Aside from the history it tells, the main strength of Viking Economics is its concluding discussion of why the Nordic model is generalizable beyond the borders of the Nordic countries. Lakey organizes this discussion as a Q&A, answering the questions he has heard most frequently in the talks that he has given on the virtues of the Nordic economies. Common talking points against applying Nordic principles in the U.S. include the fact that the Nordic countries are small and have homogenous populations, whereas the U.S. is big and diverse.
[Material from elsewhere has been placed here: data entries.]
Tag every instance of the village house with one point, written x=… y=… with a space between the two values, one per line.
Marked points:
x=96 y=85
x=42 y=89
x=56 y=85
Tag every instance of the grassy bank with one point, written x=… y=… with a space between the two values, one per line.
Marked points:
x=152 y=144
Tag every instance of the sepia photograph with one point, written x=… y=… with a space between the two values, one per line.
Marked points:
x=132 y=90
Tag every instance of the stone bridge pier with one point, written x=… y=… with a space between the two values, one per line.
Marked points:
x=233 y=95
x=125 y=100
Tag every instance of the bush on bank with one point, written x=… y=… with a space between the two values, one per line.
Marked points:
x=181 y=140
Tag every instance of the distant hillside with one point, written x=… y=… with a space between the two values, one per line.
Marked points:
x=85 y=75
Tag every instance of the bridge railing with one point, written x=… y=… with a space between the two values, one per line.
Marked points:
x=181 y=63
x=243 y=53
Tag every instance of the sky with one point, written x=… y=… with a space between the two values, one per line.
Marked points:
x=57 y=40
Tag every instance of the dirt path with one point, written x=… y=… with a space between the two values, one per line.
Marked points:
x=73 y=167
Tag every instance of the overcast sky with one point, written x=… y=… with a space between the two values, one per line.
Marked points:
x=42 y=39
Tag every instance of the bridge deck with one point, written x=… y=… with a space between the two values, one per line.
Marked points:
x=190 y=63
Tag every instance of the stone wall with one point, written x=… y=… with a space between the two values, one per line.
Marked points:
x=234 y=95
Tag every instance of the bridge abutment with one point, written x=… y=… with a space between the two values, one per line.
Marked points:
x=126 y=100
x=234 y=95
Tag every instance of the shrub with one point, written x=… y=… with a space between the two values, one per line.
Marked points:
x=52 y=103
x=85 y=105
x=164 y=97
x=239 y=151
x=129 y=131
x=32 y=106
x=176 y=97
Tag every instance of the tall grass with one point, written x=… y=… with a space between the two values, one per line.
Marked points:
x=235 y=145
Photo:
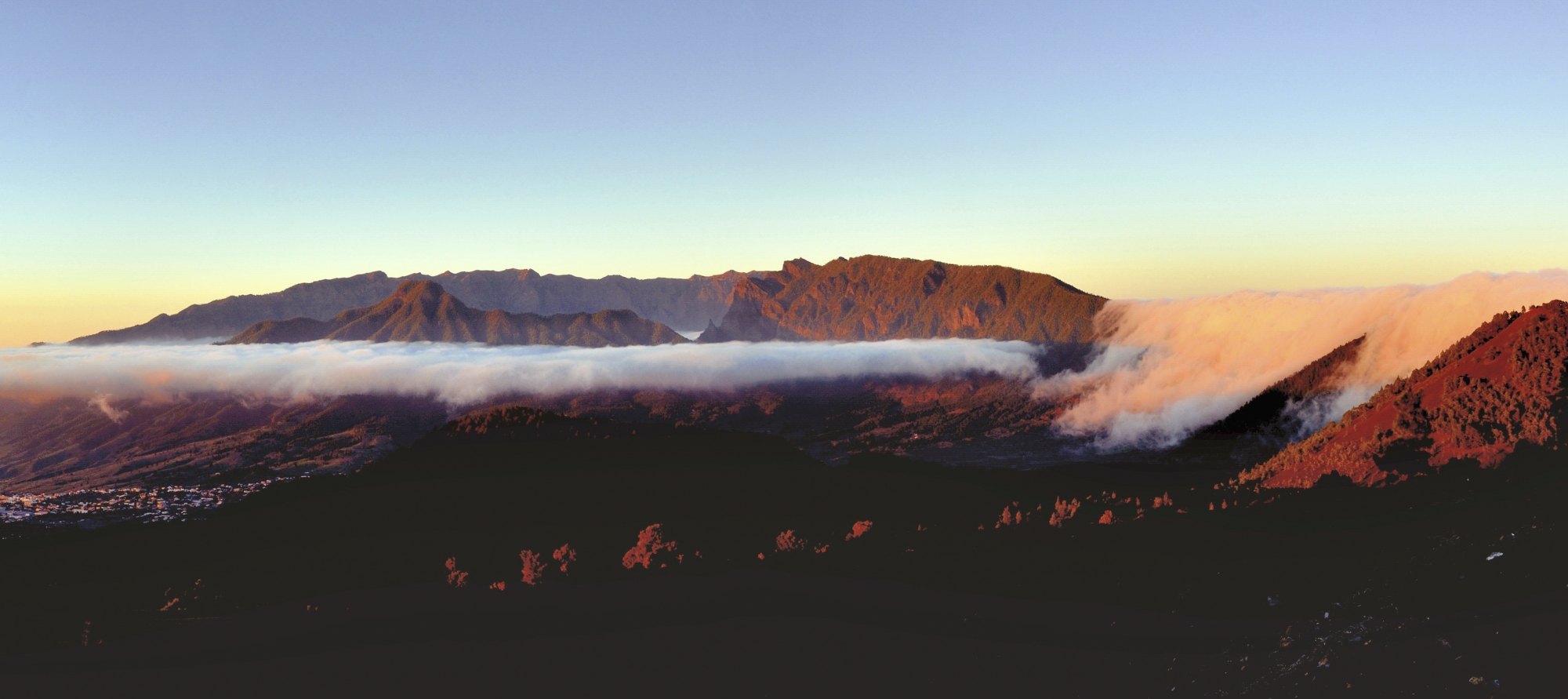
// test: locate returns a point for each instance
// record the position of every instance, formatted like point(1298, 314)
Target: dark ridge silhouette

As Lakey points out, however, small size is generally considered a disadvantage when it comes to economics. “A big and wealthy country like ours can take on many projects that are beyond the reach of smaller countries,” he writes. “There are many ways in which the United States could use its advantages of scale to exceed the achievements of the Nordics” ( p. 245-6). And on the question of homogeneity, it’s not clear how it is relevant to providing things like free public higher education. As Lakey points out, New York City, a very diverse place, once offered free public higher ed. The contrast between Spain and Portugal provides another counterexample to the homogeneity and size talking points. Portugal is smaller and more homogenous than Spain, yet it is poorer and more unequal. One could go on, but these examples should give a taste of how Lakey addresses common arguments against importing the Nordic model to the U.S.

Finally, Lakey is at his best when explaining how nonviolent mass protest can achieve progressive change. As he compellingly shows, this is what happened in countries like Norway in the early 20th century and Iceland after the 2008 economic collapse. Lakey combines his pacifist beliefs as a Quaker with myriad examples of social reform from the 1930s and 1960s to make a persuasive case that well-organized social movements using peaceful tactics are the best vehicle for lasting change. Such movements offer a glimmer of hope in our dystopian present: It is often when countries are most polarized that grassroots change can occur most rapidly. “Just as in the Nordic countries in the 1920s and ’30s, the legitimacy of the U.S. political economy is shredding,” Lakey writes. “Now, because legitimacy has eroded, we can go well beyond the piecemeal reforms yielded in the ’60s that kept the power structure in place” (p. 264). The damage and further polarization sure to be inflicted by the second Trump administration offer a chance to test this idea—and an incentive to prove it right.